Selon une consultation du Sénat, pas moins de 86% des particuliers et 79% des professionnels sont opposés à la mise en place des zones à faibles émissions mobilité (ZFE-m). Seulement 8% des habitants de communes rurales y sont favorables. La mission sénatoriale sur les ZFE-m tiendra compte de ces résultats dans son rapport qu’elle doit remettre mi-juin.

Partager sur

Le sujet très sensible des zones à faibles émissions mobilité (ZFE-m) cristallise l’inquiétude voire la colère des professionnels, des habitants (quand ils sont au courant) et des élus locaux.
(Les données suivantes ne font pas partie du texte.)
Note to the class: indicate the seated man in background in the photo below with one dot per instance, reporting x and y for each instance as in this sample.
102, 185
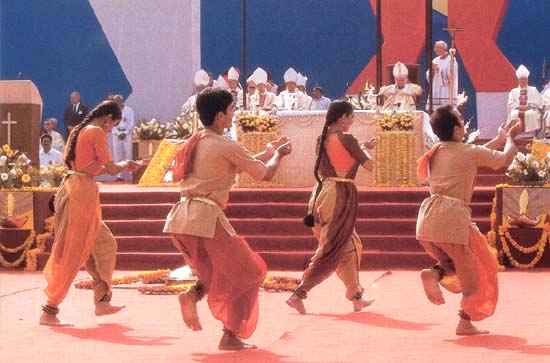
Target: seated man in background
49, 155
401, 95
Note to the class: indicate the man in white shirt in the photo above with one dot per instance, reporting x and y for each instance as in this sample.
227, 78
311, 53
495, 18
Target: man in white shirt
122, 135
58, 143
524, 102
48, 155
291, 98
320, 102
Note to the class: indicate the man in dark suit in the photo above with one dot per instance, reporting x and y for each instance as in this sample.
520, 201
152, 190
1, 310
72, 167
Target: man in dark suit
74, 113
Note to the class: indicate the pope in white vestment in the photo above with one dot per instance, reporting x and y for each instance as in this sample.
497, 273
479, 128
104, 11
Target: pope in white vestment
524, 102
122, 134
441, 70
291, 98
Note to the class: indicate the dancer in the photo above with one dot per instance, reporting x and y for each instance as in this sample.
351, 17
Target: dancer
444, 227
81, 237
333, 208
229, 272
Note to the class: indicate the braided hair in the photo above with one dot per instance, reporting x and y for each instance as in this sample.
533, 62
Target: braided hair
103, 109
336, 110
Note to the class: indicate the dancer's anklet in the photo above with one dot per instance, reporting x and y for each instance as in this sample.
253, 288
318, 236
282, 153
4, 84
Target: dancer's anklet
50, 310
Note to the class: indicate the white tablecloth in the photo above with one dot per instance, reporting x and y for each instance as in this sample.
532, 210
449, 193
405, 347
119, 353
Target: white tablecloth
304, 127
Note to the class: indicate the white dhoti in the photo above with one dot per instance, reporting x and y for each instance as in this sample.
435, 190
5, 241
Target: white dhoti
531, 118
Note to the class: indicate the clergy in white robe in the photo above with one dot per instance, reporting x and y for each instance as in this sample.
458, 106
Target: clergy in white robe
524, 102
122, 135
260, 99
441, 70
400, 96
301, 85
234, 87
291, 98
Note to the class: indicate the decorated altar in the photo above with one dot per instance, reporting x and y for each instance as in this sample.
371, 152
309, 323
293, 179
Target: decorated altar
303, 128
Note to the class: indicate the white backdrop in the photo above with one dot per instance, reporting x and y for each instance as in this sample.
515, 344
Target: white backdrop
157, 44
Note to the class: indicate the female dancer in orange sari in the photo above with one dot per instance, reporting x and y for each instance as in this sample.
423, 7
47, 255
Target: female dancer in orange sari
334, 208
444, 227
81, 237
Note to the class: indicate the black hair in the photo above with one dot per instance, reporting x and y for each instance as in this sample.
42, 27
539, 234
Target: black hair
211, 101
103, 109
443, 121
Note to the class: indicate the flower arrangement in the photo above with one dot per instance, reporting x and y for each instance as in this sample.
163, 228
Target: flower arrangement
395, 121
52, 175
180, 128
252, 123
15, 169
526, 169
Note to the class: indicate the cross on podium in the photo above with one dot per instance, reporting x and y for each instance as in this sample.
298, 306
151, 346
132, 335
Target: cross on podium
9, 122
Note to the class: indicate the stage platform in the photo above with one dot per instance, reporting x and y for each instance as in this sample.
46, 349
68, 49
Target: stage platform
401, 326
271, 221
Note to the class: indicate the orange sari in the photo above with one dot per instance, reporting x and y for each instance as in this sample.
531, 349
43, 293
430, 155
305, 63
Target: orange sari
78, 217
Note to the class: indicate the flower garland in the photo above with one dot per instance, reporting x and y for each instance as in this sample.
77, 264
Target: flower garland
271, 283
149, 277
155, 172
539, 247
395, 158
252, 123
395, 121
25, 246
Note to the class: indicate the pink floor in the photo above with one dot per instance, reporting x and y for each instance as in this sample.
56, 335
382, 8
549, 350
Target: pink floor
401, 326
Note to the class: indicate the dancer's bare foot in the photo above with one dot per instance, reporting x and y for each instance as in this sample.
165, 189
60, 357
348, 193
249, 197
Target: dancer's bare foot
360, 304
105, 308
230, 341
188, 306
465, 327
297, 303
52, 320
430, 281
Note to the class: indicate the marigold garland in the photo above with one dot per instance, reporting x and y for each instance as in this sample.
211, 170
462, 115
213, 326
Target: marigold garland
155, 172
539, 247
271, 283
149, 277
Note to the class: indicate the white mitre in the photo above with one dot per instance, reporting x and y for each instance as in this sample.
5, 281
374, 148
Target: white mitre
302, 80
220, 83
233, 74
260, 76
400, 70
522, 72
290, 75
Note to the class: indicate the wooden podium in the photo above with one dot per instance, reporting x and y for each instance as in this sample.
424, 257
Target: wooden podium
20, 117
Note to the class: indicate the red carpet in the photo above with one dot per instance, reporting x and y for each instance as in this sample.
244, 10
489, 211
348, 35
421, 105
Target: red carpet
401, 326
271, 221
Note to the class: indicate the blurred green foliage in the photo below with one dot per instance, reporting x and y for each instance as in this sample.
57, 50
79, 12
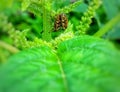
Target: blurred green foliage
84, 63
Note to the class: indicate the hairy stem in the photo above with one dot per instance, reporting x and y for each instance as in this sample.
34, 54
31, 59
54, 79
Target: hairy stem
46, 22
108, 26
8, 47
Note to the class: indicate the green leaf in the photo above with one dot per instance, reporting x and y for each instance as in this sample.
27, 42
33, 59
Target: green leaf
81, 64
25, 4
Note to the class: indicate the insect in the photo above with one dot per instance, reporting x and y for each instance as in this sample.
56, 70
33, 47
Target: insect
61, 21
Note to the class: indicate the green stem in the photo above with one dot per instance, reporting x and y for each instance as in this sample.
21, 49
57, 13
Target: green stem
8, 47
108, 26
46, 22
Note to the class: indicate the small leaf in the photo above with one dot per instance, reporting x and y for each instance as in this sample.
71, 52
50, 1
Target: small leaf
25, 4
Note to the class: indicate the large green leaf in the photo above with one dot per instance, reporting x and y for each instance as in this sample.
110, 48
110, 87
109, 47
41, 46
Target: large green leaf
81, 64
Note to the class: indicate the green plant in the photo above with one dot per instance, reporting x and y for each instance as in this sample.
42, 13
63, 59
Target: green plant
69, 62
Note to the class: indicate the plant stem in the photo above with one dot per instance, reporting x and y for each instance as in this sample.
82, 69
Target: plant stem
8, 47
46, 22
108, 26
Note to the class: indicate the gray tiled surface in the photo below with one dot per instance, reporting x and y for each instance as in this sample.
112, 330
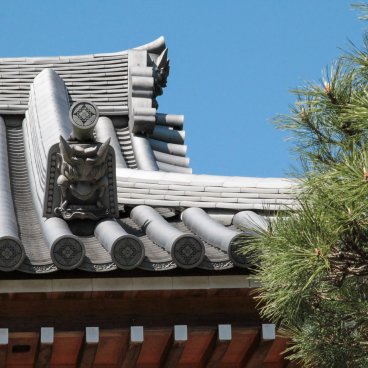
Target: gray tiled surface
205, 191
102, 79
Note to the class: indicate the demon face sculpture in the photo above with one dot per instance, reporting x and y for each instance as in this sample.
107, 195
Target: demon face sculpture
84, 170
83, 180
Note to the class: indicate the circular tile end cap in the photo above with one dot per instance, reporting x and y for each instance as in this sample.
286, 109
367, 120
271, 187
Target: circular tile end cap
84, 114
67, 252
235, 253
11, 253
127, 252
188, 251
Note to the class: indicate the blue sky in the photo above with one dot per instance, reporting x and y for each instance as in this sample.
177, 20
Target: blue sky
233, 62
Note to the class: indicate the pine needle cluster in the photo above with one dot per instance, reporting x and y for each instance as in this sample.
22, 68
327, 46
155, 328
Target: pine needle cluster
313, 263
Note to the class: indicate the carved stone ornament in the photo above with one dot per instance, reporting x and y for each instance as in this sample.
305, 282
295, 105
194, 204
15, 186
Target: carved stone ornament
84, 170
161, 69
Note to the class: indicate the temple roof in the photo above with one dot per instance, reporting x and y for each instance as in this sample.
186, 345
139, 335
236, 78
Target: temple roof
167, 217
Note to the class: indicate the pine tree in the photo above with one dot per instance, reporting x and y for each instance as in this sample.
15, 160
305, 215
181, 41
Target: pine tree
313, 263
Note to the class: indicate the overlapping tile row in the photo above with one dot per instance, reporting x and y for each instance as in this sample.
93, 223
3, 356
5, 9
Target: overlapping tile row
179, 346
101, 78
205, 191
167, 142
95, 253
157, 139
104, 80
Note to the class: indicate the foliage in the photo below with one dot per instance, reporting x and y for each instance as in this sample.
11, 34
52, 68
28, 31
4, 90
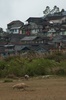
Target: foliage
18, 66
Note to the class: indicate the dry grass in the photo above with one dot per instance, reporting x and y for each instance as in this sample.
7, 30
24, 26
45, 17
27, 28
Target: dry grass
53, 88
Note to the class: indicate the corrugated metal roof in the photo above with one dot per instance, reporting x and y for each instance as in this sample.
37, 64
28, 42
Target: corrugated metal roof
27, 38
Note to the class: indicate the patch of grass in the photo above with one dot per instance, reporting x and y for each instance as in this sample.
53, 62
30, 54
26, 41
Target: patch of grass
7, 80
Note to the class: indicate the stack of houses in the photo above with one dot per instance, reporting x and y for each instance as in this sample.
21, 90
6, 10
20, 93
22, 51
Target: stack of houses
40, 34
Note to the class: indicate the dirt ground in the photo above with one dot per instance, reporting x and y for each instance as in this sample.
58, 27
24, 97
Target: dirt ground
53, 88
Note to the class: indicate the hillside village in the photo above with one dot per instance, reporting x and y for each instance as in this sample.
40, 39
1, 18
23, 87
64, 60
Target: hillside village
41, 34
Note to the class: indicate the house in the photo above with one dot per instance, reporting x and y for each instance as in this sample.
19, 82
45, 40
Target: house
15, 27
34, 26
57, 23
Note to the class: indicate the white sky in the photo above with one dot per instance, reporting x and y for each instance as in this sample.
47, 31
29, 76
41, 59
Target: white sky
23, 9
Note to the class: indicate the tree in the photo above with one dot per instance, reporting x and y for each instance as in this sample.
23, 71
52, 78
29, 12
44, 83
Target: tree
47, 10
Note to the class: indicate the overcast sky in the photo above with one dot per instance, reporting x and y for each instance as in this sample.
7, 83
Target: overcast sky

En ligne de mire : un dispositif hyper-complexe, avec un accompagnement de l’Etat jugé insuffisant. Les restrictions progressives de circulation risquent de transformer les ZFE en zones d’exclusion des plus précaires et des ruraux. 
Depuis plusieurs mois, les initiatives se multiplient pour tenter d’éteindre l’incendie. Le gouvernement a lancé une concertation avec toutes les parties prenantes autour de plusieurs groupes de travail (harmonisation des dispositifs, acceptabilité sociale et territoriale, logistique…). Les conclusions doivent être rendues d’ici cet été. 

« Une bombe sociale à retardement »
De son côté, le Sénat a lancé le 8 mars, une mission d’information sur l’acceptabilité des ZFE-m. Rappelant ses mises en garde sur le dispositif dès l’examen, en juillet 2021, de la future loi « Climat », elle pointe le manque de communication et de pédagogie sur la mesure, l’insuffisance de l’offre alternative aux véhicules thermiques, le risque de creusement des inégalités sociales et territoriales, l’absence de moyens de contrôle. « Autant d’angles morts qui cristallisent les tensions et font de cette mesure une "bombe sociale à retardement" », prévient la mission sénatoriale. 
Pour prendre le pouls des Français, elle a mené, du 17 avril au 14 mai, une consultation en ligne auprès des particuliers et des professionnels. Elle a recueilli pas moins de 51 346 réponses complètes, soit un record inédit pour ce type de consultation (le précédent record était de 23 000 réponses sur le sujet des 80 km/h). Elles proviennent surtout des particuliers (93% des réponses contre 7% des professionnels). 48% des répondants particuliers habitent dans une métropole et 52% dans une commune péri-urbaine ou rurale. 

Une forte opposition
Le rejet des ZFE-m est sans appel : 86% des particuliers (79% des professionnels) se disent opposés au déploiement des ZFE-m dont 69% sont « tout à fait opposés ». 
« La forte participation et l’ampleur du rejet démontrent les fortes inquiétudes sur le déploiement des ZFE-m », a constaté Philippe Tabarot, rapporteur de la mission et sénateur (LR) des Alpes-Maritimes, le 25 mai, lors de la présentation des résultats. Tout en précisant bien qu’il ne s’agit pas d’un sondage représentatif de la population mais d’une consultation. Il rappelle également que le dispositif créé par la loi « LOM » de 2019 vise avant tout à améliorer la qualité de l’air, qui est « un impératif de santé publique compte tenu des plus de 40 000 morts par an et des trois condamnations de l’Etat ». 

Fractures territoriales
Plus un répondant réside loin du centre de l’agglomération, plus il est défavorable à la mise en place de la ZFE-m. Ainsi, seulement 8% des répondants ruraux (et 12% de ceux des communes péri-urbaines) sont favorables au dispositif contre 23% de ceux résidant au centre-ville de la métropole, ce qui reste tout de même très minoritaire ! Dans les commentaires remontés lors de la consultation, les répondants qualifient notamment les ZFE-m de mesures « anti-banlieusardes » ou « anti-provinciales ». 
Par ailleurs, les étudiants (28%) et les cadres (25%) sont plus favorables au dispositif que la moyenne (14 %). En revanche, les artisans et commerçants (15%), les employés (11 %), les retraités (7%) et les ouvriers (4 %) le sont beaucoup moins. Ce constat n’empêche pas un rejet largement majoritaire du dispositif par l’ensemble des catégories socio-professionnelles.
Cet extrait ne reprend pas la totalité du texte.